Workers and firms heterogeneity

The goal of this homework is to i) learn how to solve an equilibrium search model and 2) estimate a two-way fixed effect model on the data generated from the model. We will use the model from Shimer and Smith.

  #some imports
require(gtools)
require(data.table)
require(ggplot2)
require(reshape)
require(readstata13)
require(RcppSimpleTensor)
source("../../src/search.r") # you do not have access to this repo which has the solutions! :-) !

Sovling Shimer Smith

The equilibrium of Shimer and Smith can be solved by iterating on the Bellman equation $W_0$, $\Pi_0$ and $S$, they are given by:

\[ (r+s)S(x,y) = f(x,y) -r W_0(x) - r \Pi_0(y) \]

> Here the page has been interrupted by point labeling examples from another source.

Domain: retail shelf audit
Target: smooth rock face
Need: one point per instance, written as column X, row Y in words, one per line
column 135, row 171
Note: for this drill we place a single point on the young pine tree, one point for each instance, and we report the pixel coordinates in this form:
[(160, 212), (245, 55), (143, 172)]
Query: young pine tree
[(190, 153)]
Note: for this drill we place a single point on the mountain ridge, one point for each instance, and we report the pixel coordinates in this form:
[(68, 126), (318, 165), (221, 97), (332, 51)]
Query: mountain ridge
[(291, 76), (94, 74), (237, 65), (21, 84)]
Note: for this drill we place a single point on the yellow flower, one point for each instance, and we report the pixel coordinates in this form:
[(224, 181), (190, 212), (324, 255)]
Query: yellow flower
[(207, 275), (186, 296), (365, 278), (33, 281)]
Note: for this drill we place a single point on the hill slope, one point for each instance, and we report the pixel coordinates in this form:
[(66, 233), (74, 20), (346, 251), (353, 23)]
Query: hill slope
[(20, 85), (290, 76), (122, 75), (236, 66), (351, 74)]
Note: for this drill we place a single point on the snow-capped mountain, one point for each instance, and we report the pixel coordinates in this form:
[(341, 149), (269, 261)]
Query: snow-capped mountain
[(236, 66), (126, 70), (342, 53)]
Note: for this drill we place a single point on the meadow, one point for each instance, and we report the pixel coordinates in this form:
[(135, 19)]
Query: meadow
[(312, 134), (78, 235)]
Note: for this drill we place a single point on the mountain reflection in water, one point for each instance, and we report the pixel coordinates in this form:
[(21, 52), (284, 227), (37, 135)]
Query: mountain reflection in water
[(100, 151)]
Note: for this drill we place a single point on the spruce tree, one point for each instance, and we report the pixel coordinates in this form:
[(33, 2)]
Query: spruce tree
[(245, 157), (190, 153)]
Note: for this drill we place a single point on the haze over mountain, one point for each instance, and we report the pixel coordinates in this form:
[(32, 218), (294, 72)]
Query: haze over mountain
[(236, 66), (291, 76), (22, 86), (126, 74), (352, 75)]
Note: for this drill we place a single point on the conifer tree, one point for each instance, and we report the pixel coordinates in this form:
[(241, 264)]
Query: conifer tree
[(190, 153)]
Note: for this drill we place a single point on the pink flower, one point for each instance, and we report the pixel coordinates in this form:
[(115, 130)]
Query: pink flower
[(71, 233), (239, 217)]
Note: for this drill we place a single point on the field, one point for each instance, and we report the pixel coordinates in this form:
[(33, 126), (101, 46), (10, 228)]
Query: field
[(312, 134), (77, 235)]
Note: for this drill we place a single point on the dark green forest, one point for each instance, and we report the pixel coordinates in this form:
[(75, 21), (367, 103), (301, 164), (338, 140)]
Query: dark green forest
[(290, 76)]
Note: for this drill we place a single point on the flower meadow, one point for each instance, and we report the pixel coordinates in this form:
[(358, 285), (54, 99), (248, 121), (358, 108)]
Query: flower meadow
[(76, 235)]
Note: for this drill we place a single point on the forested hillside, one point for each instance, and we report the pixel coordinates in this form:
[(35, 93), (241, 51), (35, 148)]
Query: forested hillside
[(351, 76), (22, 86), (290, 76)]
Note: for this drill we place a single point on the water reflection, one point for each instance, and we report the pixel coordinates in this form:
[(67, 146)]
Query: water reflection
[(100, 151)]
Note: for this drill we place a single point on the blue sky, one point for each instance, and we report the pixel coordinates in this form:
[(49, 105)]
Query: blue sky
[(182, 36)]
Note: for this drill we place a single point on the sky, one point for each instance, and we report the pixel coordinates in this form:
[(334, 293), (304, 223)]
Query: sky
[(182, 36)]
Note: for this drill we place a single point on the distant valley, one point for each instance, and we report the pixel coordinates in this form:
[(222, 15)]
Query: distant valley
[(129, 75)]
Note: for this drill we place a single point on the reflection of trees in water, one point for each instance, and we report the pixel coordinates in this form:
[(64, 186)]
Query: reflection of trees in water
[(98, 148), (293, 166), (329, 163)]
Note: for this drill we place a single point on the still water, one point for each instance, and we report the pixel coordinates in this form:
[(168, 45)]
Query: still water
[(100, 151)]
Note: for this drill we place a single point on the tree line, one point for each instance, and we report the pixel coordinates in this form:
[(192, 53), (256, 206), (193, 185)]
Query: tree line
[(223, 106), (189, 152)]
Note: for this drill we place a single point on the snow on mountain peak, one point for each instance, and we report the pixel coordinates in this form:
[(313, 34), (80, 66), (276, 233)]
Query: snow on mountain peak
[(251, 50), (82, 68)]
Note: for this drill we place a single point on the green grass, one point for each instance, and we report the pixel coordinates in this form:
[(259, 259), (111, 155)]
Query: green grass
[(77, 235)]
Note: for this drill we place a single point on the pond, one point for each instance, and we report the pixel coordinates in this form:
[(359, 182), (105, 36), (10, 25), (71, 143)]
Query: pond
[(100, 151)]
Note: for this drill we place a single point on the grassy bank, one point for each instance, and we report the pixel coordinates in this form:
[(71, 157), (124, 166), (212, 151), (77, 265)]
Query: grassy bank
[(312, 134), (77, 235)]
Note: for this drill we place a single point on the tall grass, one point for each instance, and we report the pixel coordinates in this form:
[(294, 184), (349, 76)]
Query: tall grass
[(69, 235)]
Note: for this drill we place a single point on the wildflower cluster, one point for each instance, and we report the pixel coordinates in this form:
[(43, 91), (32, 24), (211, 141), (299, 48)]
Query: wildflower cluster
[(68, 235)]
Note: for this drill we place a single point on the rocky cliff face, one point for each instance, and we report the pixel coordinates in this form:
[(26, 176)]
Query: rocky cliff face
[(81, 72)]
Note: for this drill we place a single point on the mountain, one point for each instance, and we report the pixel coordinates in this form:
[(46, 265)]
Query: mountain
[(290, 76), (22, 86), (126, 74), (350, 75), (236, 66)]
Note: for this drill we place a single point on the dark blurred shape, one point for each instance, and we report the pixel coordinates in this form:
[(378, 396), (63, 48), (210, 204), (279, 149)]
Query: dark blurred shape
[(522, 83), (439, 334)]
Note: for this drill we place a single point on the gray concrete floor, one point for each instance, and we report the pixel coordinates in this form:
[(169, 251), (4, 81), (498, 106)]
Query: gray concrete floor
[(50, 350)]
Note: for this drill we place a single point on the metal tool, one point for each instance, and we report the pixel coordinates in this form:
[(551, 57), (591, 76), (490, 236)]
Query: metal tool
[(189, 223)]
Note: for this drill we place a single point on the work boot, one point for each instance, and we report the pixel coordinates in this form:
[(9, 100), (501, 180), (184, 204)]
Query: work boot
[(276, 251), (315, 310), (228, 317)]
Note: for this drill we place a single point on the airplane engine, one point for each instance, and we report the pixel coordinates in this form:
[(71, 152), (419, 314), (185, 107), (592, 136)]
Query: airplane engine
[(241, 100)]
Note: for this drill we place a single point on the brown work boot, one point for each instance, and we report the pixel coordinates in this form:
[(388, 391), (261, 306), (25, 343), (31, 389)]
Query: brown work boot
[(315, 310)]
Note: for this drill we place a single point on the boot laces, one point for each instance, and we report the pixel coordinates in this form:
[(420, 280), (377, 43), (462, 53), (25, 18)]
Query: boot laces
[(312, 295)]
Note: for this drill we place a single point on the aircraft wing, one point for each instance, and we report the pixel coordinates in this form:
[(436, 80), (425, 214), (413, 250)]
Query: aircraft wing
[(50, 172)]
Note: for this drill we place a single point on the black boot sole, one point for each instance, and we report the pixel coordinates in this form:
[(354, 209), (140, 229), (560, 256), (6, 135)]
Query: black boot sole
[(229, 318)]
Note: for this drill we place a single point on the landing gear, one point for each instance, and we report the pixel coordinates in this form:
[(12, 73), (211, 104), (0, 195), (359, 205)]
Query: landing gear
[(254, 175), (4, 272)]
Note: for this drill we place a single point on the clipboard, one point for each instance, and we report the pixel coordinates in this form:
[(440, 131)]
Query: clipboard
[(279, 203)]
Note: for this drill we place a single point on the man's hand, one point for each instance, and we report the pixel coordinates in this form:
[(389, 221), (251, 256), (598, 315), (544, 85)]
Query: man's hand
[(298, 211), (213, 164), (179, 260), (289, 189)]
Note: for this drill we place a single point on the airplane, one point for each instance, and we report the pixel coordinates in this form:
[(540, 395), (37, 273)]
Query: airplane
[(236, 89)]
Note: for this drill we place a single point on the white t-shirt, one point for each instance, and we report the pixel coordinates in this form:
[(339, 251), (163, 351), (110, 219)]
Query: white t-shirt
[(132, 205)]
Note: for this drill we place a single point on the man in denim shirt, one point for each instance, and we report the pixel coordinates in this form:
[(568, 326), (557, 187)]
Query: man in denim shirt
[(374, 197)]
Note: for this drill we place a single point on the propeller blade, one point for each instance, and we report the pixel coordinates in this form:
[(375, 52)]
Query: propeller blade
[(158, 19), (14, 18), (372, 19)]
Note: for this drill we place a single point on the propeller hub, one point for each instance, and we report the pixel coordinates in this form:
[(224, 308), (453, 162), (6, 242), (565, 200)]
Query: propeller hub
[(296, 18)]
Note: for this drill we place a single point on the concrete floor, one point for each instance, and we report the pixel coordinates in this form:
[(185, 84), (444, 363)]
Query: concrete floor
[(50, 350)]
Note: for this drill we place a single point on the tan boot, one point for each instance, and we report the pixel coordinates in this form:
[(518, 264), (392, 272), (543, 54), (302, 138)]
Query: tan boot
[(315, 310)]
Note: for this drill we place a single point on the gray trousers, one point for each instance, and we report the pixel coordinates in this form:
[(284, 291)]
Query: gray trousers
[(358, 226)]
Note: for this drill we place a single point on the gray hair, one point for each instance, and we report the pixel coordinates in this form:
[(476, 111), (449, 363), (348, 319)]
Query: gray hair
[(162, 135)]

\[ r W_0(x) = b + \kappa \alpha \int \max \{ S(x,y') , 0\} V(y') dy'\]

\[ r \Pi_0(y) = -c + \kappa (1-\alpha) \int \max \{ S(x',y) , 0\} U(x') dx'\]

This needs to be jointly solved for with the endogenous distribution of matches $h(x,y)$ which must satify

\[ h(x,y) = (1-s) h(x,y) 1[S(x,y)\geq 0] + \kappa 1[S(x,y)\geq 0] U(x) V(y)\]

Here is a code that will create a parameter set, and a code that initialize your model with some starting values.

initp <- function(...) {
  p = list()
  p$ay = 0.2
  p$nx = 50
  p$ny = 50
  p$nz = 50
  p$sz = 1
  p$dt  = 4 
  p$sep = 0.02
  p$r   = 0.05
  p$rho = -2
  p$b   = 0 
  p$c   = 0
  p$alpha = 0.5 # bargaining power
  p$fsize = 50
  p$m   = 0.4
  p$nu  = 0.3 # efficiency of search on the job
  p$K   = 0
  p$lb0  = 0.4 
  p$lb1  = 0.1
  p$M=1.5
  
  #p$pf = function(x,y,z=0,p) x*y + z
  p$pf = function(x,y,z=0,p)  ( x^p$rho +  y^p$rho )^(1/p$rho) + p$ay # haggerdorn law manovski 
  
  sp = list(...)
  
  for (n in names(sp)) {
    p[[n]] = sp[[n]]
  }
  
  return(p)
}

and here is some code that initialize the different functions needed:

  X = spread( (0:(p$nx-1))/p$nx , 2, p$ny )  # worker heterogeneity
  Y = spread( (0:(p$ny-1))/p$ny , 1, p$nx )  # firm heterogeneity
  FF = p$pf(X,Y,0,p)                         # production function
  W0 = rep(0,p$nx)                           # value of being unemployed (starting values)
  P0 = rep(0,p$ny)                           # value of a vacancy (starting values)
  H  = array(0.8/(p$nx*p$ny),c(p$nx,p$ny))   # joint mass of matches (starting values)
  U  = rep(0.2/p$nx,p$nx)                    # mass of unemployed  (starting values)
  V  = (p$M-0.8) * rep(1/p$ny,p$ny)          # mass of vacant jobs (starting values)
  S  = FF / p$r                              # surplus of a match (starting values)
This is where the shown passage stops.